# AA,RAC,etc breakdown cover



## calmseas (Feb 28, 2012)

We are driving our car over to Spain from the UK Murcia area, will have car there for maybe 6mths. I have been looking for breakdown cover AA will cover for more than 90 days but it is very expensive is there an inequivalent to AA,RAC etc in Spin that maybe cheaper? Our car is still under warranty need to chq if the warranty is still covered when in Spain.
Thankyou in advance for any answers


----------



## jojo (Sep 20, 2007)

calmseas said:


> We are driving our car over to Spain from the UK Murcia area, will have car there for maybe 6mths. I have been looking for breakdown cover AA will cover for more than 90 days but it is very expensive is there an inequivalent to AA,RAC etc in Spin that maybe cheaper? Our car is still under warranty need to chq if the warranty is still covered when in Spain.
> Thankyou in advance for any answers


 I dont know the answer, but I do know that included in the price of Spanish car insurance is a breakdown service

Jo xxx


----------



## Alcalaina (Aug 6, 2010)

jojo said:


> I dont know the answer, but I do know that included in the price of Spanish car insurance is a breakdown service
> 
> Jo xxx


That is correct, but there is also the Reial Automobil Club de Catalunya (RACC). (It is not just for Cataluña, it covers the whole of Spain.)

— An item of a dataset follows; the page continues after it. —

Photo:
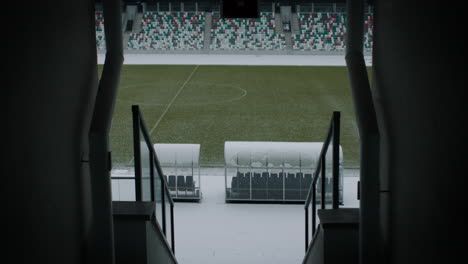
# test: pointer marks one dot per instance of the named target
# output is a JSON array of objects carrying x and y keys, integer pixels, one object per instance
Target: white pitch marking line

RACC.es - Seguros de coche, asistencia en carretera, telefonía móvil, autoescuela y cursos de conducción | RACC Automóvil Club


----------



## brocher (Mar 21, 2011)

Alcalaina said:


> That is correct, but there is also the Reial Automobil Club de Catalunya (RACC). (It is not just for Cataluña, it covers the whole of Spain.)
> 
> RACC.es - Seguros de coche, asistencia en carretera, telefonía móvil, autoescuela y cursos de conducción | RACC Automóvil Club




..but you'd have to check very carefully whether they would cover a car that's not registered in Spain.

I'm guessing that the policy would say somewhere in the small print that the car must be registered in Spain .....or something like that which would nullify cover.


----------